Saturday, March 3, 2012

ride to boston (lyn)

Get up early to make the 8:30 Bolt Bus up to Boston.  Though I had meant to pack light, my small suitcase and large tote do not reflect this plan.  I always take enough reading material in case we get stranded for a few days.  I bring few clothes, but the other stuff (DVD’s, books, magazines, water, thermos of coffee, three ice packs for the lobster meat I hope to bring home, an extra coat because the weather is supposed to be cold one day and warm the next, computer and charger, Kindle and charger, iPhone and charger) adds a lot of weight.

I leave my home about 7:30 and have a very chatty cab driver.  By the time I exit the cab, I know his entire life story and that of his three children and ex-wife.  I get to the stop so early that I’m able to make the 8 o’clock bus that I didn’t even know existed.

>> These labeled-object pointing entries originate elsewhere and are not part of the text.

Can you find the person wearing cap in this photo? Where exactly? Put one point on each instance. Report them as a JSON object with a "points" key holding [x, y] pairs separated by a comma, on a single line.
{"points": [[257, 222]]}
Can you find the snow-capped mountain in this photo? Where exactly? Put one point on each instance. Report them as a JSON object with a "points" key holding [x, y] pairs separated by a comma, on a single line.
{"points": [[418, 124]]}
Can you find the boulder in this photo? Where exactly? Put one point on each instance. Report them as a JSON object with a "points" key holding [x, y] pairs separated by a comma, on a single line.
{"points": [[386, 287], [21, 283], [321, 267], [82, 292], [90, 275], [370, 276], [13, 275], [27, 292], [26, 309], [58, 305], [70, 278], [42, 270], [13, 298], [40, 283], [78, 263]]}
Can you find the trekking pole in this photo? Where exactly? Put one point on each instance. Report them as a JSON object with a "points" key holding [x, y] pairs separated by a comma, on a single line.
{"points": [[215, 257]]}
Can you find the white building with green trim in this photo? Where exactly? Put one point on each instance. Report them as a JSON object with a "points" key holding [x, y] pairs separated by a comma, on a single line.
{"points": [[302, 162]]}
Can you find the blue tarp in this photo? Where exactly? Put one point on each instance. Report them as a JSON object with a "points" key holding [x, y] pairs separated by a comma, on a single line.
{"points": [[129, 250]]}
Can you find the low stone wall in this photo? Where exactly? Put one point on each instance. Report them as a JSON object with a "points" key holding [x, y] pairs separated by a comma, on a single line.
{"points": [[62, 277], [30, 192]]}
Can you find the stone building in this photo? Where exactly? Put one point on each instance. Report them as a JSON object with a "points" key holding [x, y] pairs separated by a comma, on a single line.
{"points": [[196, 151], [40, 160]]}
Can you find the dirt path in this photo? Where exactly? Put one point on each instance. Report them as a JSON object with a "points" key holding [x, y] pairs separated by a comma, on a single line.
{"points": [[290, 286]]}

The bus is full except for one empty seat that has a backpack on it.  It is the front seat, so I ask the driver if it’s his.  He responds that it is, so I say, “I’m just going to put it in the overhead bin.”  “Oh no you’re not.  It stays on the seat.” I begin to argue with him and he suggests throwing me off the bus.  I don’t want another Bolt-bus incident so I move to a seat in the back.

I have my coffee, and am looking forward to the chocolate croissant I bought at Agata yesterday.  It’s a foggy morning and quite mystical. 

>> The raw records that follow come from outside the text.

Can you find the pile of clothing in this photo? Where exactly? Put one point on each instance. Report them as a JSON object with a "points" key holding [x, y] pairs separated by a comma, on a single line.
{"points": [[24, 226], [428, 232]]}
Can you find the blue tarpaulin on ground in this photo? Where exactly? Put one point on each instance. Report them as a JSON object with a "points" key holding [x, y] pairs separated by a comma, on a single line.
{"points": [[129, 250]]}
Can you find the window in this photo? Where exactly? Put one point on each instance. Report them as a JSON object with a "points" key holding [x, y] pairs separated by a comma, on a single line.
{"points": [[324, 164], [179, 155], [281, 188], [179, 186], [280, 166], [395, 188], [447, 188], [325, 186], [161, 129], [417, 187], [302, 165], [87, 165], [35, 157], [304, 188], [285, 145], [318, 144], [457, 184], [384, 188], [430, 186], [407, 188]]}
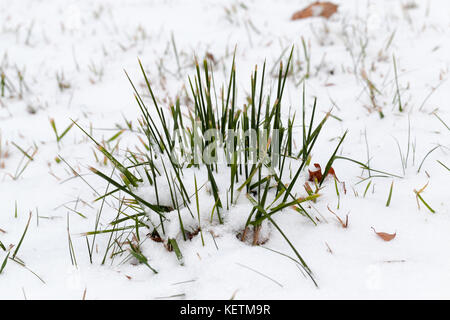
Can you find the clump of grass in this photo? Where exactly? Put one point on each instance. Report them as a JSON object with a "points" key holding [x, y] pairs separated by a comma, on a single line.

Soon, the man behind me is sound asleep, snoring so loudly that I hope he doesn’t distract the oh-so-nice driver.  The woman across the aisle is on her cell phone, where she is talking via some bluetooth devise so it looks like she is talking to herself.  Her conversation is loud, personal, and uninteresting.  And someone else has his music cranked up so loud that I can hear an irritating noise but no melody.  But the ride is costing me nothing (I earned enough Bolt Bus credits for a free ride) so I try and ignore the annoying sounds surrounding me.

Finally, we are cruising along.  Time for my croissant.  I search through my overflowing tote.  I take out my computer, my books, my magazines, my phone, my coffee thermos, my water, my Kindle, my papers.  It’s not there.  I am starving, having now been up for about two hours, and it’s a long ride to Boston.

Mercifully, the driver makes a stop at a McDonalds.  I haven’t been to one in many years.  But the 300-calorie egg McMuffin looks awfully good.  I get one and it is.